In fact, the tournament is expected to be so large that even WSOP officials aren’t sure they’ll be able to predict within a few thousand the total number of entries it will attract.
“It’s all over the map internally, so I’m not sure if there is a real WSOP consensus number,” Seth Palansky, Vice President of Corporate Communications for the WSOP, told PokerNews. “I believe I’m the most optimistic of everyone…I have something like 24,600 as my projected number, but I’m getting laughed out of the building.”
Palansky’s number may be rather ambitious, but even the other numbers he is reporting are impressive enough. Reportedly, various people are estimating anywhere from 10,000 to 20,000 or more entries. With a $565 buy-in, any of these numbers would be enough to surpass the $5 million guaranteed prize pool the tournament boasts.
Of course, getting that many players into the Rio is going to be a logistical challenge: there’s no way to fit 20,000 people in the poker area for a single tournament at one time. That’s why the Colossus features four starting flights, two each day on May 29 and May 30.
And if those sell out, there will also be two rounds of “Late Waves” in each flight, in which more players will be able to jump in to replace those knocked out early. The Late Wave players will start at later blind levels, but will still only have the standard starting stack of 5,000 chips.

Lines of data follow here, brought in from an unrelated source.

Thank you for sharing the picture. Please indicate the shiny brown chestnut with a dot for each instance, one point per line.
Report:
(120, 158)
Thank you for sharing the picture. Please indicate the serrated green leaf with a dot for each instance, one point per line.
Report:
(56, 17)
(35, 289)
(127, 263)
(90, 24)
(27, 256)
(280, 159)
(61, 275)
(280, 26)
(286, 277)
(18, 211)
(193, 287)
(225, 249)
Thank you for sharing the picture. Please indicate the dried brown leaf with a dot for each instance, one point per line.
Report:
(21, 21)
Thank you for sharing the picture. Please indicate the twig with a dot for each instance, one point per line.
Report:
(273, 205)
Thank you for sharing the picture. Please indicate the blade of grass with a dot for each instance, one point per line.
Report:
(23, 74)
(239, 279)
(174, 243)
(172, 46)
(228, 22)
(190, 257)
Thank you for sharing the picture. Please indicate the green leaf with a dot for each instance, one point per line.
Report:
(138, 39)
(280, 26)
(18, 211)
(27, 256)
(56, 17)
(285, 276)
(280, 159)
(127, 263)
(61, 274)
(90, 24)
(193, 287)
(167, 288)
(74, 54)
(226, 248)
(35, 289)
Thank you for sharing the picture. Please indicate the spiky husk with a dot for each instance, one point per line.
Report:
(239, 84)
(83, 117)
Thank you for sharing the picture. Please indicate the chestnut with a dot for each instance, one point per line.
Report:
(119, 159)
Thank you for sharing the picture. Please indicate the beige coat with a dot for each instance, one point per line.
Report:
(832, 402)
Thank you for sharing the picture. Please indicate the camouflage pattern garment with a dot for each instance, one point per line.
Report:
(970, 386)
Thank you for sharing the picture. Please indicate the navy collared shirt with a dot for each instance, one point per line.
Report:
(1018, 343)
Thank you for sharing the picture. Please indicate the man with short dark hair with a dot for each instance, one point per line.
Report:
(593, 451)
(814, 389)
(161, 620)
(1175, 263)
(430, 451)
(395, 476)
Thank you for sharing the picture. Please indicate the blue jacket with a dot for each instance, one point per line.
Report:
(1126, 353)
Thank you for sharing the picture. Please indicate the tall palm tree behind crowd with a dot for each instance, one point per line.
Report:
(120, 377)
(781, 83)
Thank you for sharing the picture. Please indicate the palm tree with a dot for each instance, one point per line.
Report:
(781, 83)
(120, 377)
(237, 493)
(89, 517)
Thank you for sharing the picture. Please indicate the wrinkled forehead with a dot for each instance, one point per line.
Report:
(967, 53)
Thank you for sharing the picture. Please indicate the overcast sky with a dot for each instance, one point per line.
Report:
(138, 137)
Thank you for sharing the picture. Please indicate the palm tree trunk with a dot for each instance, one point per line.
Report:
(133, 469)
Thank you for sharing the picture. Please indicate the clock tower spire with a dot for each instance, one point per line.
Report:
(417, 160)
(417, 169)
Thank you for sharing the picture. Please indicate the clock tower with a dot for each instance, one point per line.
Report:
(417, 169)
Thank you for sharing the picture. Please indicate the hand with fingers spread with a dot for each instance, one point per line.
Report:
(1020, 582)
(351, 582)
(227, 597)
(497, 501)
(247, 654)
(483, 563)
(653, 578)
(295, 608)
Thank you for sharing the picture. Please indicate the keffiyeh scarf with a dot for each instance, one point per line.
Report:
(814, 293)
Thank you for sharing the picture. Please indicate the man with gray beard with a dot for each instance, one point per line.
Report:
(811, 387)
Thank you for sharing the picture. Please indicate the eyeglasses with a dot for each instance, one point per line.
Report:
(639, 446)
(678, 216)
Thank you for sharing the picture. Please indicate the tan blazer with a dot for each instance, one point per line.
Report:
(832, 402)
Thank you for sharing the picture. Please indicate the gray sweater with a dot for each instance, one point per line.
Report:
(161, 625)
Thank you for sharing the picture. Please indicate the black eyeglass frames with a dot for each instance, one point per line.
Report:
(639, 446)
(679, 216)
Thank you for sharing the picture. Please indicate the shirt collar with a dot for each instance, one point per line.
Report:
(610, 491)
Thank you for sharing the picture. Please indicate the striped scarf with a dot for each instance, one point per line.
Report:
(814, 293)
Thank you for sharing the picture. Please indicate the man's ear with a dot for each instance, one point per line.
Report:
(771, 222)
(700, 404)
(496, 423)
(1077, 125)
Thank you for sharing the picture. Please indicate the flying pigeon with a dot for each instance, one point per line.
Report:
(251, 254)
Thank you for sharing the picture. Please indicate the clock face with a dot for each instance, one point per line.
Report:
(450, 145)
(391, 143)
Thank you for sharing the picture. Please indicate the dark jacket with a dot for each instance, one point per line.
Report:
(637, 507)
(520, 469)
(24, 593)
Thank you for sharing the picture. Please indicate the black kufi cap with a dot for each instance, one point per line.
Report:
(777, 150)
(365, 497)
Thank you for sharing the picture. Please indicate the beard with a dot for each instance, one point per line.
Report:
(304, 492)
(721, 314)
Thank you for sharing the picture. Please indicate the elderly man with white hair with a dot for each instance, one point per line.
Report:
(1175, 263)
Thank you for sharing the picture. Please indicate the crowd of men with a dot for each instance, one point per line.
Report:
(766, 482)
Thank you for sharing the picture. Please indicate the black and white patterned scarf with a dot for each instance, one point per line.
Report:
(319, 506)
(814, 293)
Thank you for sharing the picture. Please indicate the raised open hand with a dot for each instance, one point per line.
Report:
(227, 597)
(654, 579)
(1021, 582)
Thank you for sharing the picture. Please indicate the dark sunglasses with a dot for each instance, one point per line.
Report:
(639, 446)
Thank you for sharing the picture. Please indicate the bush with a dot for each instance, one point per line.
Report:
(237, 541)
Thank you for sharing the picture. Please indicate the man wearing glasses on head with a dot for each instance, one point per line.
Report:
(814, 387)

“It’s going to be a biggie, but it is a big operational challenge,” Palansky said. “I still have nightmares [about the] Monster Stack last year, so at least we learned a bunch of lessons and now we’re going to try to implement them.”
But while there’s plenty that the WSOP staff can do to smooth out the tournament process, they’re still hoping that players will do their parts to make the tournament work as well. On that note, they’re asking that players do not sign up on the day of the Colossus if at all possible.
“We encourage everyone to pre-register as we expect this to be the most popular event of WSOP,” says a page on WSOP.com devoted to giving players information about the Colossus. “Play will begin on time as scheduled. Plan for lines and delays if you choose to register the day of the event. We will not be able to push back start times to accommodate line delays.”
Players have also been encouraged to preregister for every flight they might play ahead of time. The WSOP says they are willing to give refunds for flights players choose not to play: each player will have the option of entering once per flight, though at the end of any Day 1 flight where they have chips, they will have to choose to either keep their stack (and not play any further flights) or forfeit their chips in order to try again.
While this all sounds like it could get rather hectic, Palansky did say that players seem to be following the WSOP’s requests.
“Typically the Seniors Event is the most successful [in terms of pre-registration numbers], but while that one is doing well, we’ve never had tracking on an event like we do The Colossus right now.”